Ce livre m'a marquée et je vais m'expliquer en deux temps à partir de la crise intérieure qui habite Meredith; ensuite, je vais m'attarder à la crise collective sévissant aux États-Unis.

La crise intérieure : En occupant les fonctions de présidente d'une université, Meredith est confrontée à un éclatement de ses valeurs. En ayant grandi dans une famille marquée par la religion quaker prônant l'égalité entre les êtres, la non-violence, les idéaux, la compassion, l'entraide, la bonté, le silence, le calme, etc., elle tombe dans un milieu conservateur, misogyne, loin de ses valeurs progressistes. En essayant d'aider un étudiant frisant la folie, elle ne respecte pas ses fonctions et les conseils juridiques. En plus, l'étudiant rate sa tentative de suicide et il est plongé dans le coma. Il est maintenu en vie par un respirateur artificiel. Ce drame l'amène à explorer celui qu'elle a vécu enfant. Elle a été jetée dans la boue par sa folle de mère. La boue est partout dans le livre. Elle définit Meredith (Mudgirl, Mudwoman), elle l'entraîne dans une rêverie associée à l'intériorité, à un retour à la mort et elle lui permet de se cacher, d'accéder au mystère. le chapitre où Meredith se maquille s'avère en ce sens très représentatif. Voici le résultat :

«Elle était haletante, distraite et agitée comme si on l'avait brutalement tirée d'un rêve. Sa tenue…n'était pas vraiment débraillée, mais quelque chose laissait à désirer – et ses cheveux, eux, étaient ébouriffés comme si elle avait à peine eu le temps de se donner un coup de peigne et son visage – le pauvre visage ravagé de M.R.! – la trahirait en fin de compte car il était étrangement enflé autour de la bouche et mouillée en hâte, étrangement, avec une sorte de pâte qui, en séchant, avait foncé comme de la boue. Finie la Walkyrie au visage rayonnant, son visage ressemblait maintenant à l'un de ses visages-masques primitifs des Demoiselles d'Avignon de Picasso. (p. 362)


Source : Wikipédia
La lectrice ou le lecteur semble se retrouver dans un monde inversé au sens hégélien du terme où elle ou il est confronté à un jeu de contradictions entre ce qui est démontré et ce qui est caché. le rôle de la boue engendre une rêverie associée au masque, à la folie. Meredith masque sa dépression nerveuse à ses collègues. La rêverie de la boue est profondément morbide…

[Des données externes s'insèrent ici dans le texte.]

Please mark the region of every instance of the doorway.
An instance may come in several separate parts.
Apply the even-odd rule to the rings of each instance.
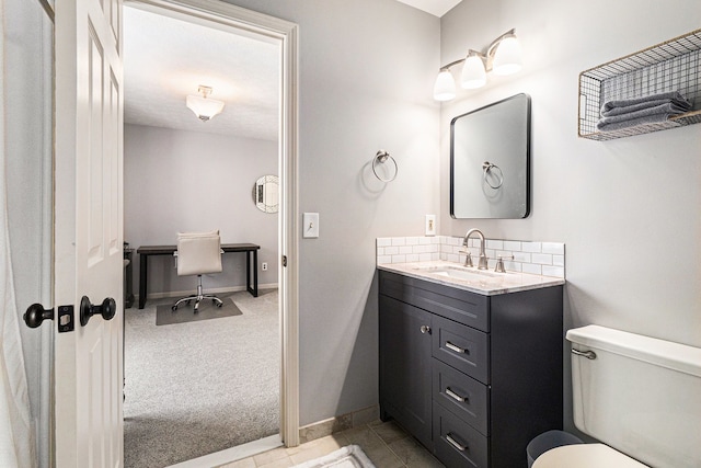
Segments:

La boue entraîne vers des profondeurs où la descente peut être infinie et elle engendre la mort par étouffement. C'est une image puissante de lutte contre la nature, un retour vers un ailleurs primitif. Et Meredith a été projetée dans la boue enfant. Sa mère voulait la tuer. C'est un acte puissant car celle qui l'a mise sur la Terre la retourne à la terre. Sa descente vers l'intériorité de son être l'amène à essayer d'exulter son imposture, mais aussi à tenter de trouver un peu d'apaisement relié au geste maternel.

Son père adoptif va l'aider à guérir un petit peu de sa dépression nerveuse. En ce sens, Meredith s'éloigne de la terre de la mère pour rejoindre une dialectique associée au père en tant que sauveur.

Le livre par le biais de son héroïne entraîne la lectrice ou le lecteur dans un thriller psychologique vertigineux et l'autrice joue avec son inconscient en explorant ce qui est tolérable et ce qui ne l'est pas. Comment survivre à l'horreur?

Crise collective : Au lendemain des attentats terroristes du 11 septembre, les États-Unis plongent dans une crise les entraînant dans une guerre contre l'Irak. Les actes des terroristes servent à légitimer la guerre. le peuple s'avère alors victime d'une annihilation. Cette crise collective, Meredith la ressent. Elle vient encercler celle qu'elle vit. Comme le remarque l'instance narratrice :

«Il y a aussi de la pauvreté en Amérique -et pas seulement économique. Une pauvreté d'esprit.» (p. 264)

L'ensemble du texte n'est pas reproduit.